DFurnes opened this issue Mar 27, 2017 · 12 comments

Comments

@DFurnes
Copy link
Contributor

DFurnes commented Mar 27, 2017

BUG

Current Behavior

The /v1/api/signups endpoint in Phoenix seems to either timing out or returning 500s. It seems like the timeouts started to occur roughly around the same time that we deployed the fix for #7329 (the diff for that deploy is in links below).

Desired Behavior

It should return a successful response in a reasonable amount of time.

Steps to Replicate

curl "https://www.dosomething.org/api/v1/signups?count=10"
HTTP/1.1 500 Internal Server Error
Content-Type: application/json
X-Drupal-Cache: MISS
Expires: Sun, 19 Nov 1978 05:00:00 GMT
Cache-Control: no-cache, must-revalidate
X-Content-Type-Options: nosniff
X-Frame-Options: Allow-From: http://optimizely.com
Via: 1.1 varnish
Set-Cookie: USDRUP2=us-varnish-1; path=/
Access-Control-Allow-Origin: *
Fastly-Restarts: 1
Content-Length: 2
Accept-Ranges: bytes
Date: Mon, 27 Mar 2017 19:46:57 GMT
Via: 1.1 varnish
Connection: close
X-Fastly-Original: /api/v1/signups?count=10
X-Fastly-Lookup: None
X-Served-By: cache-iad2647-IAD
X-Cache: MISS
X-Cache-Hits: 0
X-Timer: S1490643973.316112,VS0,VE44432
Vary: Accept
X-Fastly-Country-Code-Client: US

Why This Matters

This is causing errors on SMS messaging in Gambit and we want to send a broadcast this afternoon!

💣

Relevant Screenshots + Links

@DFurnes
Copy link
Contributor Author

DFurnes commented Mar 27, 2017

@blisteringherb found the error for the example 500 request that I included above:

PHP Fatal error:  Allowed memory size of 1073741824 bytes exhausted (tried to allocate
16384 bytes) in Unknown on line 0" while reading response header from upstream, client:
104.156.95.47, server: localhost, request: "GET /api/v1/signups?count=10 HTTP/1.1",
upstream: "fastcgi://unix:/run/php/php7.0-fpm.sock:", host: "www.dosomething.org"

@blisteringherb
Copy link
Contributor

Possibly something minor, but is there a chance the wrong data/structure is being sent in here?
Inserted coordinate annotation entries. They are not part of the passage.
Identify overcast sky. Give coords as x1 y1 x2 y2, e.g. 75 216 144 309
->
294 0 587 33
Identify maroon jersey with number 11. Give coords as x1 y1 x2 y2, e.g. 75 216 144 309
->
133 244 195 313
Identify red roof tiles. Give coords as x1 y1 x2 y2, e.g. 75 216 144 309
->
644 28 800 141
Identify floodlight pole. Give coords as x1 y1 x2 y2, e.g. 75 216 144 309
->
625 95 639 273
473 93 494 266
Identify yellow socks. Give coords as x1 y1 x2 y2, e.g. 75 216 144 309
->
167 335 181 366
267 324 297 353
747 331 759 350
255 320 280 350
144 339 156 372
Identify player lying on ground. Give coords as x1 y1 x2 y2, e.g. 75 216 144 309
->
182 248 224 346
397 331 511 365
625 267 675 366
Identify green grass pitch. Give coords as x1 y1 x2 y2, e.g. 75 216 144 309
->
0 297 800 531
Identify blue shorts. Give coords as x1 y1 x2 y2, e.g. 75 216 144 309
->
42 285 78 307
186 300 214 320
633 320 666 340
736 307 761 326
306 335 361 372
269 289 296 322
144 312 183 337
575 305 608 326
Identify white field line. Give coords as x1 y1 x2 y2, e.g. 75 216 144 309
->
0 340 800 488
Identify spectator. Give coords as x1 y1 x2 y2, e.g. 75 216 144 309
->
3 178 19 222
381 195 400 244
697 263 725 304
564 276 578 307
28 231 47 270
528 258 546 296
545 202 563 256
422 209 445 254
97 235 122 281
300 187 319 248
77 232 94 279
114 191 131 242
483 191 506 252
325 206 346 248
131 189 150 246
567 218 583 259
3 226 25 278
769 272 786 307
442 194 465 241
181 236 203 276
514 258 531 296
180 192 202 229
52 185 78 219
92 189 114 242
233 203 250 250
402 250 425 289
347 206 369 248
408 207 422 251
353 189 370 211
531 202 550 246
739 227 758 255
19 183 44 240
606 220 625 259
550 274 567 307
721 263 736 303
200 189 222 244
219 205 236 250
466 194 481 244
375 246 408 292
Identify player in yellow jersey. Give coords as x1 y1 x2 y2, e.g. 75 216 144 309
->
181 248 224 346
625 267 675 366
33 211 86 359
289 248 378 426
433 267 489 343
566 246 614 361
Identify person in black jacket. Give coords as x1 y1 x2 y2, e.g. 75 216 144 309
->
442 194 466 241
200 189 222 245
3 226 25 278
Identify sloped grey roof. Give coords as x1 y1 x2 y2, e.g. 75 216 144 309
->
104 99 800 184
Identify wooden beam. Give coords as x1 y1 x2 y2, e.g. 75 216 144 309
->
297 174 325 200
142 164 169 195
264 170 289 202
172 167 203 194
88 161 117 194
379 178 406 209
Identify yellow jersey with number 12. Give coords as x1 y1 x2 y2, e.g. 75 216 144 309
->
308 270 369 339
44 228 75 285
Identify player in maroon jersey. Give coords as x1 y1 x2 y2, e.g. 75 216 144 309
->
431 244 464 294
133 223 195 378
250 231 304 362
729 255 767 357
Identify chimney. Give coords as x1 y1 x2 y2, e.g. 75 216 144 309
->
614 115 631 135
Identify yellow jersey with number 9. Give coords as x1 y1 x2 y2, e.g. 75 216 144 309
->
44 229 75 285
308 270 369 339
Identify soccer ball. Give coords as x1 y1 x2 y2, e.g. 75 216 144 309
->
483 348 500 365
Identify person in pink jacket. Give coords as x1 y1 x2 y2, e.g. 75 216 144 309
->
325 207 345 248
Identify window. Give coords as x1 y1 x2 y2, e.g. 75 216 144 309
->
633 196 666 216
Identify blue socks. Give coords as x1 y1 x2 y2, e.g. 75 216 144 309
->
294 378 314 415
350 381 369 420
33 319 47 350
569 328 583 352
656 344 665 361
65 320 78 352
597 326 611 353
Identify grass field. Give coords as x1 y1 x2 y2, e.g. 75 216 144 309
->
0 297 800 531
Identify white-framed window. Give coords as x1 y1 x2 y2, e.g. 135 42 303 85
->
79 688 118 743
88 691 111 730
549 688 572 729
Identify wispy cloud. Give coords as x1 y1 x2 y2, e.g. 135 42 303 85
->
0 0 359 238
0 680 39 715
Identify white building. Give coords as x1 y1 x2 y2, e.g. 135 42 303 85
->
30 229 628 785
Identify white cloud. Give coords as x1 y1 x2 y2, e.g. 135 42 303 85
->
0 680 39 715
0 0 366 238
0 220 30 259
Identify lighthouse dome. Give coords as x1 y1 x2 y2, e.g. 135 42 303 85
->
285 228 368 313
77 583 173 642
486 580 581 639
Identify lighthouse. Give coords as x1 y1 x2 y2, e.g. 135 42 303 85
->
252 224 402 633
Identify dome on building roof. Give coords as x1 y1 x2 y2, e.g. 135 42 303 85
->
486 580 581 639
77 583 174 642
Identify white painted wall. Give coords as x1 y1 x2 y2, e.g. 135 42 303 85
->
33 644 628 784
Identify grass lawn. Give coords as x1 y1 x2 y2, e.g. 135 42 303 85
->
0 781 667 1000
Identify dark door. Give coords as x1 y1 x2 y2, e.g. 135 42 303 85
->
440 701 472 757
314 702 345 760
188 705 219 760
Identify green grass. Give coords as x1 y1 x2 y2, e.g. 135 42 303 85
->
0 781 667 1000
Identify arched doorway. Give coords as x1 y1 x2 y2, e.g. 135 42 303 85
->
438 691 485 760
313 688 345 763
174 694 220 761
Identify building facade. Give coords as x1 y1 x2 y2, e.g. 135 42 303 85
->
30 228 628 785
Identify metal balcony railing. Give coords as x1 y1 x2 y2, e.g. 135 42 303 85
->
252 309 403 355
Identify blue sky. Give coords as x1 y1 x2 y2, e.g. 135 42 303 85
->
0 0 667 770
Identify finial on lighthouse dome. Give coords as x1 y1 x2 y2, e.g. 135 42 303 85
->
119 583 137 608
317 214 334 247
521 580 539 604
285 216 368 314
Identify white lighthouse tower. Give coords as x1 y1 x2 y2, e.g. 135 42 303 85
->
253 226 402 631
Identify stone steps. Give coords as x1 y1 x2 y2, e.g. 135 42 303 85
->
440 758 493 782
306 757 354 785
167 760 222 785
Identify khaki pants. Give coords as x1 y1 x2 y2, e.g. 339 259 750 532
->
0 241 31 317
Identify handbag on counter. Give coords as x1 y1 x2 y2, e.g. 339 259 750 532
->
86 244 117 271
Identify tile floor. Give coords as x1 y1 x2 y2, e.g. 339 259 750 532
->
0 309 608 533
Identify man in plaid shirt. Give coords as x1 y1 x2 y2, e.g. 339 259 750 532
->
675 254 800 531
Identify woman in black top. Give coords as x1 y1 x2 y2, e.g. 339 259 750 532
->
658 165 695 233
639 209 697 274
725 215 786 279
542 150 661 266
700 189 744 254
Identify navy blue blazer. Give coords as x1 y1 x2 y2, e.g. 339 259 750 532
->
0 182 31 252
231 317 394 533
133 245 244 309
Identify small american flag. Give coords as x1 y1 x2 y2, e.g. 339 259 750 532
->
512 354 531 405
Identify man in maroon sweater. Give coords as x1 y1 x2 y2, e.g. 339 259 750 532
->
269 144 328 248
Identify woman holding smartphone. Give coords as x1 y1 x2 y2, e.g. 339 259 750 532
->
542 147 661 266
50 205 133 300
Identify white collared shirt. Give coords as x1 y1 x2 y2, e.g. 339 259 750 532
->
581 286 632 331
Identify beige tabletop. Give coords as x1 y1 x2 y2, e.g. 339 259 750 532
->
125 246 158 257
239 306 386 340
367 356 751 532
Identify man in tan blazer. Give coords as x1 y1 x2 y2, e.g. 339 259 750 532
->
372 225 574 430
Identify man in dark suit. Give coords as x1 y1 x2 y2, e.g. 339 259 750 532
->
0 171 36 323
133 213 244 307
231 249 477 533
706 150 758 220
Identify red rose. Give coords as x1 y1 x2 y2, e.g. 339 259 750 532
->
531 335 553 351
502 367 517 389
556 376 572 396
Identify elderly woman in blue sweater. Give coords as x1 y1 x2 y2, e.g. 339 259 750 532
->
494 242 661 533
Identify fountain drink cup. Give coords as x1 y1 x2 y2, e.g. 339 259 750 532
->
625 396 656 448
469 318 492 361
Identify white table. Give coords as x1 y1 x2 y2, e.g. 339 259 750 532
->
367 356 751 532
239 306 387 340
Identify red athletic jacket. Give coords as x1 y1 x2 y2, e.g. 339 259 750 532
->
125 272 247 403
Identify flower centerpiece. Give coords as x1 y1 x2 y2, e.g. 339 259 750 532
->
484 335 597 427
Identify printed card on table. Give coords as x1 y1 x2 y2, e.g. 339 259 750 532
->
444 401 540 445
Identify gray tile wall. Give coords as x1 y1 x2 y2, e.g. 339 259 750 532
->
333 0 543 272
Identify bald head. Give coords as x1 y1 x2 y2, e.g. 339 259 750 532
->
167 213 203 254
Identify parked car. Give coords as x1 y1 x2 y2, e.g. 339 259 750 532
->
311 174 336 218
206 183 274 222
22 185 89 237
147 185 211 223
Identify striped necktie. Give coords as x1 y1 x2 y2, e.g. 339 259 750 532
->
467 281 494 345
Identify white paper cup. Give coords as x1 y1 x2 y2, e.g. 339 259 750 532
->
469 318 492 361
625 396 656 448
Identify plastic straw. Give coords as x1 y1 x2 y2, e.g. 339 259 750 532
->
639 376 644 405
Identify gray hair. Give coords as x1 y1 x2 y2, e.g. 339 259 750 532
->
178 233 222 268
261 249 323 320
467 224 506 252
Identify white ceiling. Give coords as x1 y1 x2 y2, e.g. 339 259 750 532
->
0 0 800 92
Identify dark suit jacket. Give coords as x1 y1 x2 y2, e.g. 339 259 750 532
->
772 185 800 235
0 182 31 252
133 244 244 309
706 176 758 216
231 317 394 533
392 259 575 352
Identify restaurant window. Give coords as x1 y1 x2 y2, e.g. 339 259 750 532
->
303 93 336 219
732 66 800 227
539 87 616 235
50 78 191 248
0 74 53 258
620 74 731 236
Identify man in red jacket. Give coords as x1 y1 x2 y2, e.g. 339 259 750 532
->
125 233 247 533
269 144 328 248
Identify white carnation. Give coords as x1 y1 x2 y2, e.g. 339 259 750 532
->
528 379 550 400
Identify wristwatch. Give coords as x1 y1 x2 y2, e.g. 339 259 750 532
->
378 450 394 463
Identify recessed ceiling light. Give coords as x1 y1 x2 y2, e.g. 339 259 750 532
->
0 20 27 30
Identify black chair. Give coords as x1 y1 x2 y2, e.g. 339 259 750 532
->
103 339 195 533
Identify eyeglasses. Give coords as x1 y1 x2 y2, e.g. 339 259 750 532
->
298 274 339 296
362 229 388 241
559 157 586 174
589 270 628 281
Mar 27 15:24:24 ip-10-100-35-11 drupal: https://www.dosomething.org|1490642664|php|104.156.95.47|https://www.dosomething.org/api/v1/signups?count=10||2800057||Warning: Invalid argument supplied for foreach() in dosomething_helpers_extract_field_data() (line 179 of /var/www/www.dosomething.org/releases/20170327182454/lib/modules/dosomething/dosomething_helpers/dosomething_helpers.module).

@pnasrat
Copy link

pnasrat commented Mar 27, 2017

23.235.46.30 - - [27/Mar/2017:14:32:41 -0400] "GET /api/v1/signups?count=100&user=8771655 HTTP/1.1" 200 2137 "-" "GuzzleHttp/6.2.1 curl/7.35.0 PHP/7.0.17-2+deb.sury.org~trusty+1"
104.156.95.47 - - [27/Mar/2017:15:24:49 -0400] "GET /api/v1/signups?count=10 HTTP/1.1" 500 12 "-" "GuzzleHttp/6.2.1 curl/7.35.0 PHP/7.0.17-2+deb.sury.org~trusty+1"
23.235.46.33 - - [27/Mar/2017:15:25:20 -0400] "GET /api/v1/signups?count=10 HTTP/1.1" 500 12 "-" "GuzzleHttp/6.2.1 curl/7.35.0 PHP/7.0.17-2+deb.sury.org~trusty+1"
23.235.46.38 - - [27/Mar/2017:15:46:35 -0400] "GET /api/v1/signups?count=10 HTTP/1.1" 500 12 "-" "Paw/3.0.16 (Macintosh; OS X/10.12.3) GCDHTTPRequest"
104.156.95.47 - - [27/Mar/2017:15:46:57 -0400] "GET /api/v1/signups?count=10 HTTP/1.1" 500 12 "-" "Paw/3.0.16 (Macintosh; OS X/10.12.3) GCDHTTPRequest"
23.235.46.25 - - [27/Mar/2017:15:51:26 -0400] "GET /api/v1/signups?count=100&user=1940652 HTTP/1.1" 200 10691 "-" "GuzzleHttp/6.2.1 curl/7.35.0 PHP/7.0.17-2+deb.sury.org~trusty+1"
23.235.46.25 - - [27/Mar/2017:15:53:14 -0400] "GET /api/v1/signups?count=100&user=1940652 HTTP/1.1" 200 10691 "-" "GuzzleHttp/6.2.1 curl/7.35.0 PHP/7.0.17-2+deb.sury.org~trusty+1"
23.235.46.25 - - [27/Mar/2017:15:53:44 -0400] "GET /api/v1/signups?count=100&user=1940652 HTTP/1.1" 200 10691 "-" "GuzzleHttp/6.2.1 curl/7.35.0 PHP/7.0.17-2+deb.sury.org~trusty+1"
104.156.95.35 - - [27/Mar/2017:15:54:23 -0400] "GET /api/v1/signups?count=100&user=1940652 HTTP/1.1" 200 10691 "-" "GuzzleHttp/6.2.1 curl/7.35.0 PHP/7.0.17-2+deb.sury.org~trusty+1"

@DFurnes
Copy link
Contributor Author

DFurnes commented Mar 27, 2017

Yeah, it seems like it works when you whittle down the query by specifying a user to filter by.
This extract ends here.